Four words for the Latino group expecting to meet with U.S. Senator John Cornyn (R-TX) just two days after the midterm elections to discuss immigration issues: beware the Cornyn Con. The Texas senator has a long history of claiming that he wants to work with advocates on issues important to them, only to pull a Lucy and snatch away the immigration football to derail any hope of humane, legislative solutions. We know this because he’s done it over and over and over again.
“Cornyn executed the Cornyn Con when immigration reform had a chance to pass the Senate in 2006, 2007, and 2013,” immigrant rights advocacy group America’s Voice noted late last year. “He failed to thwart Senate approval of immigration reform in 2006 and 2013; he helped to defeat it in 2007.”

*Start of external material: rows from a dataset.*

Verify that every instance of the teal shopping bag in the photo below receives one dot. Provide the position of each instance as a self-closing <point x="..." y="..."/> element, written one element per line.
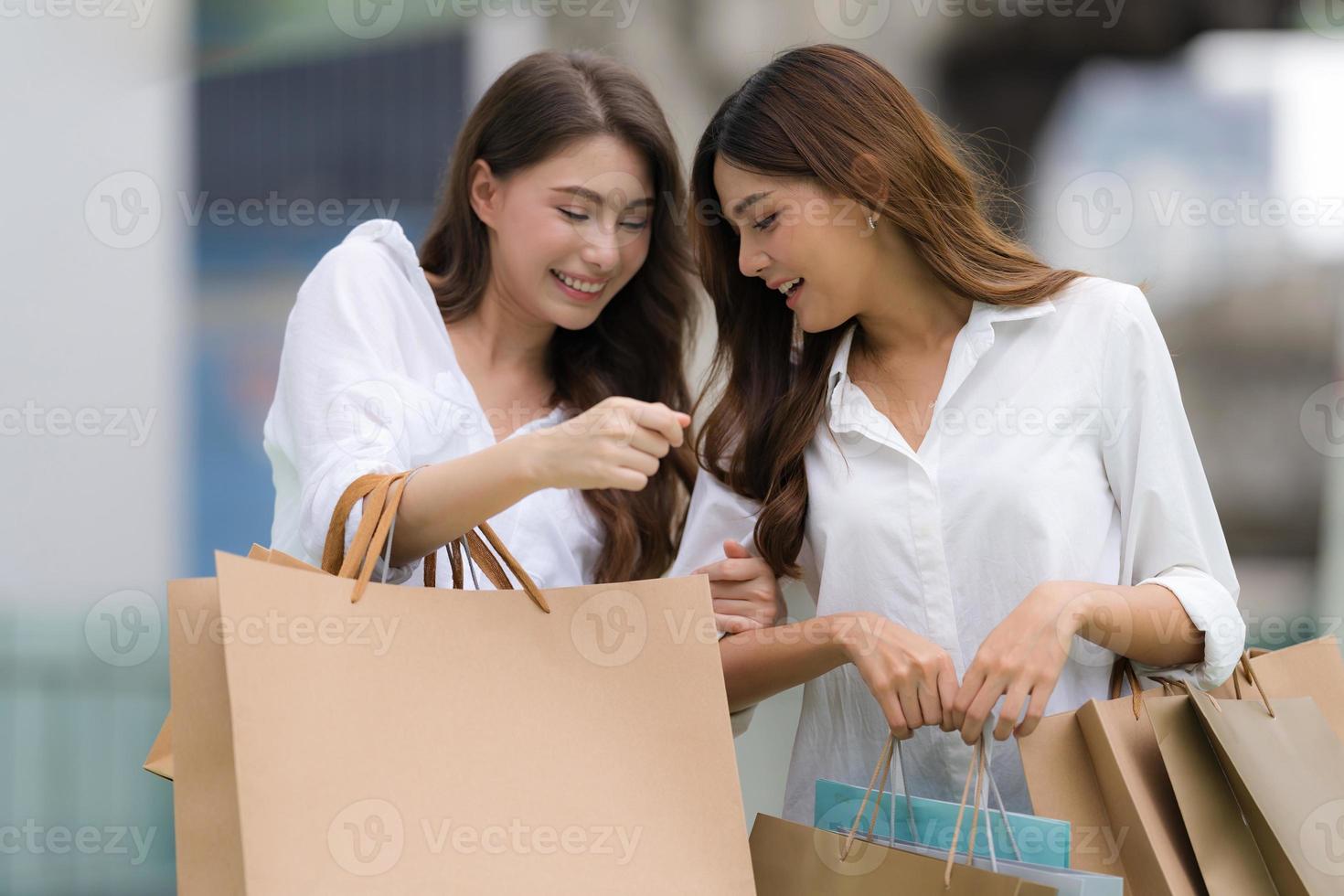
<point x="1041" y="841"/>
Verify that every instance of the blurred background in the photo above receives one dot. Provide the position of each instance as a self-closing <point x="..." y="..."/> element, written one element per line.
<point x="171" y="172"/>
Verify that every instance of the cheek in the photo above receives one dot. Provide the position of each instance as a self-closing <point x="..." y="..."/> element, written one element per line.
<point x="634" y="255"/>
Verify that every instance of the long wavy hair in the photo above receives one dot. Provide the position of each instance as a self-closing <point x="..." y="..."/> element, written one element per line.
<point x="637" y="344"/>
<point x="837" y="119"/>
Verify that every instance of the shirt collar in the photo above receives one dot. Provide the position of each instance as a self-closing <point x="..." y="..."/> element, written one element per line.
<point x="978" y="326"/>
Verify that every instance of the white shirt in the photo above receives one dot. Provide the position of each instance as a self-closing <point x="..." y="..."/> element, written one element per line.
<point x="1058" y="449"/>
<point x="368" y="383"/>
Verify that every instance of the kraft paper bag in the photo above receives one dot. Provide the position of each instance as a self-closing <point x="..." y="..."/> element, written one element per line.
<point x="1100" y="769"/>
<point x="159" y="761"/>
<point x="1309" y="669"/>
<point x="337" y="736"/>
<point x="471" y="741"/>
<point x="1285" y="769"/>
<point x="1224" y="847"/>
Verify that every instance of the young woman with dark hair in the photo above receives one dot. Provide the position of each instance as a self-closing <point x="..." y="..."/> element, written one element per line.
<point x="528" y="360"/>
<point x="978" y="464"/>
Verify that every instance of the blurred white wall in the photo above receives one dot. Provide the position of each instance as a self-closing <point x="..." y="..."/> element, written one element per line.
<point x="96" y="281"/>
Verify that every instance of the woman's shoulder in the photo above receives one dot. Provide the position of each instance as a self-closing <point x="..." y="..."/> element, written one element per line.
<point x="1101" y="309"/>
<point x="374" y="249"/>
<point x="369" y="275"/>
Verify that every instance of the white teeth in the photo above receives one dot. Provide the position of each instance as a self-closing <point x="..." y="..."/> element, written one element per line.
<point x="581" y="286"/>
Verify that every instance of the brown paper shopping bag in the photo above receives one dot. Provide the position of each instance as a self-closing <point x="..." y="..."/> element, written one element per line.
<point x="1100" y="769"/>
<point x="1309" y="669"/>
<point x="390" y="739"/>
<point x="1273" y="782"/>
<point x="795" y="860"/>
<point x="159" y="761"/>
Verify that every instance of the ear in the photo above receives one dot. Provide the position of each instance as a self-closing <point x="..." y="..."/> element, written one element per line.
<point x="483" y="191"/>
<point x="872" y="186"/>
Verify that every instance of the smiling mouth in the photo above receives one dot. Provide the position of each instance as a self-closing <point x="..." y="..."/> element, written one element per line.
<point x="585" y="289"/>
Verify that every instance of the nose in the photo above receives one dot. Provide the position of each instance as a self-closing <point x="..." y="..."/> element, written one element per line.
<point x="601" y="251"/>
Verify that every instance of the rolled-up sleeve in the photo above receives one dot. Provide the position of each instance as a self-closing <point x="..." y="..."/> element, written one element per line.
<point x="1169" y="528"/>
<point x="717" y="513"/>
<point x="337" y="411"/>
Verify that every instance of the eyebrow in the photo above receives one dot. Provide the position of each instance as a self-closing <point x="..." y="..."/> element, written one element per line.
<point x="593" y="197"/>
<point x="750" y="200"/>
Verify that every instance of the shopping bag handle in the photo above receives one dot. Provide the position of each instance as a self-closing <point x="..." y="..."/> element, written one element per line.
<point x="1243" y="664"/>
<point x="978" y="761"/>
<point x="1124" y="670"/>
<point x="382" y="495"/>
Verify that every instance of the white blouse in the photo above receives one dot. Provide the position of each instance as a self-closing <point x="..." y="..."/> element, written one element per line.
<point x="368" y="383"/>
<point x="1058" y="449"/>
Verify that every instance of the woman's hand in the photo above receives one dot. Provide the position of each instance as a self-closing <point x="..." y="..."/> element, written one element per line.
<point x="912" y="678"/>
<point x="1021" y="657"/>
<point x="617" y="443"/>
<point x="745" y="590"/>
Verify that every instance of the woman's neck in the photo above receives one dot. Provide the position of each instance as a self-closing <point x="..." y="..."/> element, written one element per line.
<point x="499" y="336"/>
<point x="914" y="311"/>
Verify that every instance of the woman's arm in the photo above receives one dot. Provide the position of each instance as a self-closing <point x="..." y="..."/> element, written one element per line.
<point x="617" y="443"/>
<point x="445" y="500"/>
<point x="910" y="677"/>
<point x="1144" y="623"/>
<point x="763" y="663"/>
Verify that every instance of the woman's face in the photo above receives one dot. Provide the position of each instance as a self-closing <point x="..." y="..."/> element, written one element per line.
<point x="568" y="232"/>
<point x="792" y="229"/>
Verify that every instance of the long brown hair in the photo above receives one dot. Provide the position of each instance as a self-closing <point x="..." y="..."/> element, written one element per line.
<point x="834" y="117"/>
<point x="637" y="344"/>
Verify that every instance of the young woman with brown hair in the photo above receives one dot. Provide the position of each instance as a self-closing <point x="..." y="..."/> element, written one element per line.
<point x="528" y="360"/>
<point x="978" y="464"/>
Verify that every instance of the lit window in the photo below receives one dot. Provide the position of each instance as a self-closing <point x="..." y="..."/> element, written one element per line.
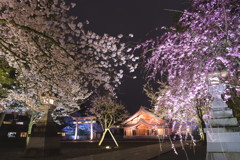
<point x="12" y="134"/>
<point x="23" y="134"/>
<point x="7" y="122"/>
<point x="19" y="123"/>
<point x="62" y="133"/>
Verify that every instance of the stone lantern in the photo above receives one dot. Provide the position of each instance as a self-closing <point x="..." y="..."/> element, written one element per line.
<point x="44" y="140"/>
<point x="223" y="132"/>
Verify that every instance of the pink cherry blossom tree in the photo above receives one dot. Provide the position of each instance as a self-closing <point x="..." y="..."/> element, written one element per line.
<point x="207" y="42"/>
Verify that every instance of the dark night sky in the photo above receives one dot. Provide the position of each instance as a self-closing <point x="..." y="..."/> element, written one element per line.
<point x="129" y="16"/>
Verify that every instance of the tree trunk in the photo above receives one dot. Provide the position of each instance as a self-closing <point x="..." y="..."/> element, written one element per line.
<point x="29" y="129"/>
<point x="113" y="137"/>
<point x="2" y="116"/>
<point x="203" y="135"/>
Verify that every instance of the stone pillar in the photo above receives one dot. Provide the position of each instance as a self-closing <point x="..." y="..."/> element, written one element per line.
<point x="44" y="140"/>
<point x="76" y="130"/>
<point x="223" y="132"/>
<point x="91" y="126"/>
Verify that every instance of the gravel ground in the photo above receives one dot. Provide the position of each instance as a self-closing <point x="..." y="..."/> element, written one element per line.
<point x="15" y="151"/>
<point x="190" y="153"/>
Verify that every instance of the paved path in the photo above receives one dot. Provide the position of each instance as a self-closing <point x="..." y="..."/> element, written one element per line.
<point x="138" y="153"/>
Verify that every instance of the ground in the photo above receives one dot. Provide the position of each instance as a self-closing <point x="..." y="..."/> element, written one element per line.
<point x="70" y="149"/>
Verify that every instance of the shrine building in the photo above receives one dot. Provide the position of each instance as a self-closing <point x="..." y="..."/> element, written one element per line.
<point x="144" y="124"/>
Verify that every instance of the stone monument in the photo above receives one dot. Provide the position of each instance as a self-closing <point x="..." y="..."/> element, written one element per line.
<point x="223" y="132"/>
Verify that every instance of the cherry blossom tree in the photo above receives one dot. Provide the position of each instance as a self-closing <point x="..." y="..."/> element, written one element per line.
<point x="207" y="42"/>
<point x="108" y="112"/>
<point x="53" y="54"/>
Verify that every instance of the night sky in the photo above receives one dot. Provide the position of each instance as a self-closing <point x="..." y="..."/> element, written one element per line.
<point x="139" y="17"/>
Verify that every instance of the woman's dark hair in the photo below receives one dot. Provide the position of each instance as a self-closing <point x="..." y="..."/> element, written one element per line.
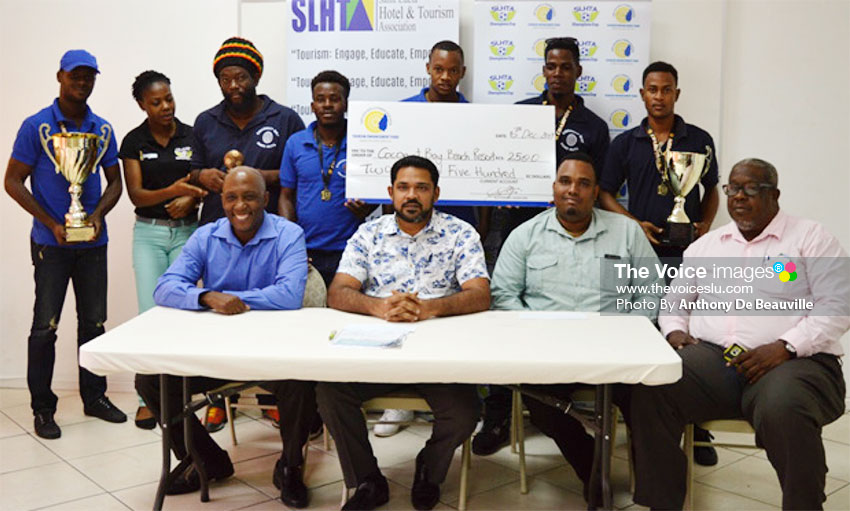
<point x="145" y="80"/>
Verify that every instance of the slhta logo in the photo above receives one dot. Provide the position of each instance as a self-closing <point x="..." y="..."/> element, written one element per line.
<point x="332" y="15"/>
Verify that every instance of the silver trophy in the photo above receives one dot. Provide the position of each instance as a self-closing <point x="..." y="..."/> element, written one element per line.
<point x="76" y="155"/>
<point x="684" y="170"/>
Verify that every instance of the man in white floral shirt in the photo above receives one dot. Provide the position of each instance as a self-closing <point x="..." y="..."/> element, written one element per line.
<point x="415" y="264"/>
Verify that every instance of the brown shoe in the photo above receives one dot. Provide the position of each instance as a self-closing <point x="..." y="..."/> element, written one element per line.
<point x="145" y="418"/>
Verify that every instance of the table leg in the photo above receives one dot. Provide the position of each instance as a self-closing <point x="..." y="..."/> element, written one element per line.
<point x="190" y="444"/>
<point x="166" y="446"/>
<point x="607" y="413"/>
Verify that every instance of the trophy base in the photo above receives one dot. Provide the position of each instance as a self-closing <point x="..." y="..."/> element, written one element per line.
<point x="76" y="234"/>
<point x="678" y="235"/>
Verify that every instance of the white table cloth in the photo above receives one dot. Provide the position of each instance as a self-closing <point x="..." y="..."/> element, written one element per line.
<point x="487" y="347"/>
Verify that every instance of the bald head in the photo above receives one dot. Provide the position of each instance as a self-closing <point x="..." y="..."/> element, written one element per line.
<point x="245" y="173"/>
<point x="243" y="198"/>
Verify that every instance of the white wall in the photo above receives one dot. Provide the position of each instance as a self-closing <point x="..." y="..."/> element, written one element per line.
<point x="766" y="79"/>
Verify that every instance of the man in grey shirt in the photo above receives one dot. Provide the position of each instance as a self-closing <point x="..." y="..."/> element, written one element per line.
<point x="569" y="258"/>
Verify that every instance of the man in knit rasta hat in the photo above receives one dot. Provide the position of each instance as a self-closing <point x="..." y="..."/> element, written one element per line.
<point x="258" y="128"/>
<point x="252" y="124"/>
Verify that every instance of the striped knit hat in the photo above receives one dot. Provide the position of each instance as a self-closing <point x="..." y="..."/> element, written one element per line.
<point x="238" y="52"/>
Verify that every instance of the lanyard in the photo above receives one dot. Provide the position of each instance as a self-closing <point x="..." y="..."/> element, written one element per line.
<point x="326" y="178"/>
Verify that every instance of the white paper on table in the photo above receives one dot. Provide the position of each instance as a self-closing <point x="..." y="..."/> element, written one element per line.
<point x="375" y="336"/>
<point x="553" y="315"/>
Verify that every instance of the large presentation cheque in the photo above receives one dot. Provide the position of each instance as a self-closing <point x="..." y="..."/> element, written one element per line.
<point x="486" y="154"/>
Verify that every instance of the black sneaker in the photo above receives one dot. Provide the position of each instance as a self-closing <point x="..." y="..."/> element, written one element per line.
<point x="704" y="455"/>
<point x="104" y="409"/>
<point x="492" y="437"/>
<point x="45" y="426"/>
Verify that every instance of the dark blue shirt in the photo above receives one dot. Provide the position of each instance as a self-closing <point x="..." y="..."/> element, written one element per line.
<point x="465" y="213"/>
<point x="267" y="273"/>
<point x="631" y="159"/>
<point x="261" y="143"/>
<point x="50" y="188"/>
<point x="584" y="131"/>
<point x="327" y="224"/>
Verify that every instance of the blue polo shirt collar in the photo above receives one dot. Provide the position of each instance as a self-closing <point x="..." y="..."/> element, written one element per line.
<point x="680" y="128"/>
<point x="311" y="141"/>
<point x="597" y="227"/>
<point x="88" y="121"/>
<point x="225" y="232"/>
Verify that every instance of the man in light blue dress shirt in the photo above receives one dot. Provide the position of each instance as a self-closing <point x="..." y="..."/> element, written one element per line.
<point x="565" y="259"/>
<point x="410" y="266"/>
<point x="249" y="260"/>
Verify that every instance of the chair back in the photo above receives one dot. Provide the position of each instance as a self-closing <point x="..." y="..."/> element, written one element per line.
<point x="315" y="292"/>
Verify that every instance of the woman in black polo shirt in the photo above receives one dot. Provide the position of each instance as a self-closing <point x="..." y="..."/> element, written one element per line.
<point x="156" y="158"/>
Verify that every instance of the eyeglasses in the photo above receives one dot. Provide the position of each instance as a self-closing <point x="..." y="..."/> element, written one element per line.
<point x="750" y="189"/>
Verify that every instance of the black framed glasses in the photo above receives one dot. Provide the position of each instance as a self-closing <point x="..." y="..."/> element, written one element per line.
<point x="750" y="189"/>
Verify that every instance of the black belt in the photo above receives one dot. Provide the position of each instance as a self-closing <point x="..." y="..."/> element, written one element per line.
<point x="180" y="222"/>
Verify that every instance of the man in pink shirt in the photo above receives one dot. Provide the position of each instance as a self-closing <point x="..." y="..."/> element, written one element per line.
<point x="788" y="382"/>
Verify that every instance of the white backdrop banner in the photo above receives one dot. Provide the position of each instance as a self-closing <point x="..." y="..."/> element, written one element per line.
<point x="613" y="41"/>
<point x="486" y="154"/>
<point x="380" y="45"/>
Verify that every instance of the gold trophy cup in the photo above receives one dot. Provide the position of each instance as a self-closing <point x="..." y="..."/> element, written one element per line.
<point x="75" y="155"/>
<point x="232" y="159"/>
<point x="684" y="170"/>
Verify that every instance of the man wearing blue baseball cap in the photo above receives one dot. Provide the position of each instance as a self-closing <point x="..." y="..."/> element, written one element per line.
<point x="56" y="260"/>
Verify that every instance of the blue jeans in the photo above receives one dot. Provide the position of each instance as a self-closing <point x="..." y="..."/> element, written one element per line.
<point x="54" y="267"/>
<point x="155" y="247"/>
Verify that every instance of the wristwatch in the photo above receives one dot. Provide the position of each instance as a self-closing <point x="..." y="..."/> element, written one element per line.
<point x="791" y="349"/>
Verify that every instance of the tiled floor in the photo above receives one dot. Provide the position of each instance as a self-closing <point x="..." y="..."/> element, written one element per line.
<point x="103" y="466"/>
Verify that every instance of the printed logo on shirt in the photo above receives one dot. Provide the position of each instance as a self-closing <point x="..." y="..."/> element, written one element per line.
<point x="183" y="153"/>
<point x="267" y="137"/>
<point x="539" y="83"/>
<point x="570" y="140"/>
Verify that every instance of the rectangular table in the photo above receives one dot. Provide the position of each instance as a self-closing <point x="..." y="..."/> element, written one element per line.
<point x="499" y="347"/>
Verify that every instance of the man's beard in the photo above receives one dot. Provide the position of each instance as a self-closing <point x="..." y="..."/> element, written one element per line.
<point x="423" y="215"/>
<point x="247" y="102"/>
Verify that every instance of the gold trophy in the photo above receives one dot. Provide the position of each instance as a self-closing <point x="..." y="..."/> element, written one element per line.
<point x="683" y="171"/>
<point x="75" y="155"/>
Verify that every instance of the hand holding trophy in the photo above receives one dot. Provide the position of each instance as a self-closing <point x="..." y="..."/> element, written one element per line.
<point x="76" y="155"/>
<point x="682" y="171"/>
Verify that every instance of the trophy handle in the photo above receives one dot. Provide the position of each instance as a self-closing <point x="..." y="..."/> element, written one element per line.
<point x="44" y="137"/>
<point x="709" y="155"/>
<point x="106" y="134"/>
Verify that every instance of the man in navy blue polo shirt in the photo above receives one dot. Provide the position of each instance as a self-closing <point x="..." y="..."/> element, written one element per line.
<point x="635" y="158"/>
<point x="55" y="260"/>
<point x="252" y="124"/>
<point x="446" y="69"/>
<point x="577" y="129"/>
<point x="312" y="177"/>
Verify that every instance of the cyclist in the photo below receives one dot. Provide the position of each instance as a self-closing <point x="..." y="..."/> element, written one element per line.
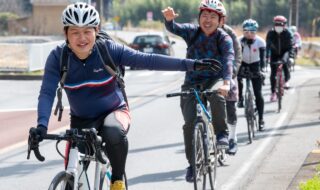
<point x="279" y="43"/>
<point x="232" y="97"/>
<point x="253" y="57"/>
<point x="94" y="95"/>
<point x="204" y="41"/>
<point x="297" y="40"/>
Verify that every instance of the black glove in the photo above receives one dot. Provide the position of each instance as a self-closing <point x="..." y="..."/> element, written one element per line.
<point x="41" y="132"/>
<point x="207" y="65"/>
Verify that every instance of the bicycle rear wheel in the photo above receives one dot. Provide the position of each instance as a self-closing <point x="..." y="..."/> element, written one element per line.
<point x="62" y="181"/>
<point x="199" y="167"/>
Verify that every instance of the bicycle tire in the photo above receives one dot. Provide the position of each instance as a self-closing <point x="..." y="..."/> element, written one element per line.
<point x="199" y="174"/>
<point x="212" y="157"/>
<point x="64" y="179"/>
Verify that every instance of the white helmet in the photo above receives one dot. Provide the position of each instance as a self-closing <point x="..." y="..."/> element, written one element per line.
<point x="80" y="14"/>
<point x="213" y="5"/>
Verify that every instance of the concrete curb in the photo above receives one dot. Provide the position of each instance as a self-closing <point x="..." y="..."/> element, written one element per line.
<point x="307" y="170"/>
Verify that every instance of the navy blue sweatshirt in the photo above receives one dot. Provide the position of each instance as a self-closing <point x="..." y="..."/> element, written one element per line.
<point x="90" y="89"/>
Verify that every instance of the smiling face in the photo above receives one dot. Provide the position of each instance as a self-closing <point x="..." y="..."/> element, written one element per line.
<point x="251" y="35"/>
<point x="209" y="21"/>
<point x="81" y="40"/>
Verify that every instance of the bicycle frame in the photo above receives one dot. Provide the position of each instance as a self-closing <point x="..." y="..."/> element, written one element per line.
<point x="279" y="83"/>
<point x="250" y="110"/>
<point x="205" y="153"/>
<point x="78" y="170"/>
<point x="76" y="163"/>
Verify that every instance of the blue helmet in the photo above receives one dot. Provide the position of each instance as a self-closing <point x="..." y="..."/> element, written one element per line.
<point x="250" y="25"/>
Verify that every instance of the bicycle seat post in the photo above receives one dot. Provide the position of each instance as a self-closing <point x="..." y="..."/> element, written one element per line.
<point x="73" y="164"/>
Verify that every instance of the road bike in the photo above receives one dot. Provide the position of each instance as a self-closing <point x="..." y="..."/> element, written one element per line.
<point x="75" y="175"/>
<point x="249" y="104"/>
<point x="279" y="82"/>
<point x="206" y="155"/>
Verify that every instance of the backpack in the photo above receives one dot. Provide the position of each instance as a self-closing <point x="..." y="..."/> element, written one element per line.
<point x="110" y="67"/>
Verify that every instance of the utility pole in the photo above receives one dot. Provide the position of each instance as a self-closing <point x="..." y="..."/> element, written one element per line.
<point x="249" y="3"/>
<point x="100" y="8"/>
<point x="294" y="13"/>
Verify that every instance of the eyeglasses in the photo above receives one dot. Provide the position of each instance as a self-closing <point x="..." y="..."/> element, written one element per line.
<point x="249" y="32"/>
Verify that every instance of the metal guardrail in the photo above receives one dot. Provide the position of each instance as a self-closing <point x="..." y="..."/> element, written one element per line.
<point x="24" y="57"/>
<point x="311" y="50"/>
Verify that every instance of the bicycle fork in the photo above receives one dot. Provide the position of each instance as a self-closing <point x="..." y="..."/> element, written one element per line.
<point x="73" y="165"/>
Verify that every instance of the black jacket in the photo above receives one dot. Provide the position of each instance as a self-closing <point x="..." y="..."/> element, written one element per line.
<point x="279" y="44"/>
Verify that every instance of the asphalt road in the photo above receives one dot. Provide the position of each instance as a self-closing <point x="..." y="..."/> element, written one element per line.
<point x="156" y="157"/>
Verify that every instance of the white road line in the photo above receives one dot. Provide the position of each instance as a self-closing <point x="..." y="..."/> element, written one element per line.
<point x="238" y="177"/>
<point x="171" y="73"/>
<point x="25" y="109"/>
<point x="147" y="73"/>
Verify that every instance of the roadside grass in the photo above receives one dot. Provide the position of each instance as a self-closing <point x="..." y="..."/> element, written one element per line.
<point x="313" y="183"/>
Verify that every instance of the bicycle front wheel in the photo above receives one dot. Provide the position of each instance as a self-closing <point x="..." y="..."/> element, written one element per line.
<point x="62" y="181"/>
<point x="199" y="174"/>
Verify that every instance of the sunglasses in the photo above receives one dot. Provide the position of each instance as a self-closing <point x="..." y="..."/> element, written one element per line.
<point x="249" y="32"/>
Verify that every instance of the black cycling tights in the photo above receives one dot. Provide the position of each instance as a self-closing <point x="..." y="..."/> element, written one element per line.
<point x="115" y="139"/>
<point x="274" y="73"/>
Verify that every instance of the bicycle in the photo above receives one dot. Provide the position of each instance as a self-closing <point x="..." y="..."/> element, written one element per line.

Advocates have been calling him out for years. “With silver tongue, moderate voice and devious intent,” said America’s Voice leader Frank Sharry,” he is determined to scuttle a bipartisan plan by pretending to be for something as a means of opposing it.”
Cornyn did it yet again this year, when he claimed he wanted to find a legislative solution for Deferred Action for Childhood Arrivals (DACA) recipients, only to support Donald Trump’s white supremacist immigration wishlist instead, a non-starter so extreme it won only 39 votes in the Senate.
Cornyn, having done nothing to protect the thousands of DACA recipients in his state after claiming he want to protect DACA recipients, promptly declared any hope for a breakthrough dead and moved on.
But now that Cornyn—who also voted for Trump’s historically unpopular frat boy judge—is facing re-election in 2020 in a state where U.S. Sen. Ted Cruz is facing a worthy challenger, it’s no surprise murmurings of Cornyn supposedly wanting to, yet again, come to the table on immigration solutions are reemerging. “Whatever the outcome,” America’s Voice said, “it’s always the same play.”
There’s no reason to believe that Cornyn won’t meet with LULAC—“I am available almost anytime,” he tweeted about the McClatchy story, though that hasn’t always been the case—it’s the false reassurances he’ll make to advocates meeting with him in good faith that are the worry. Consider yourselves warned.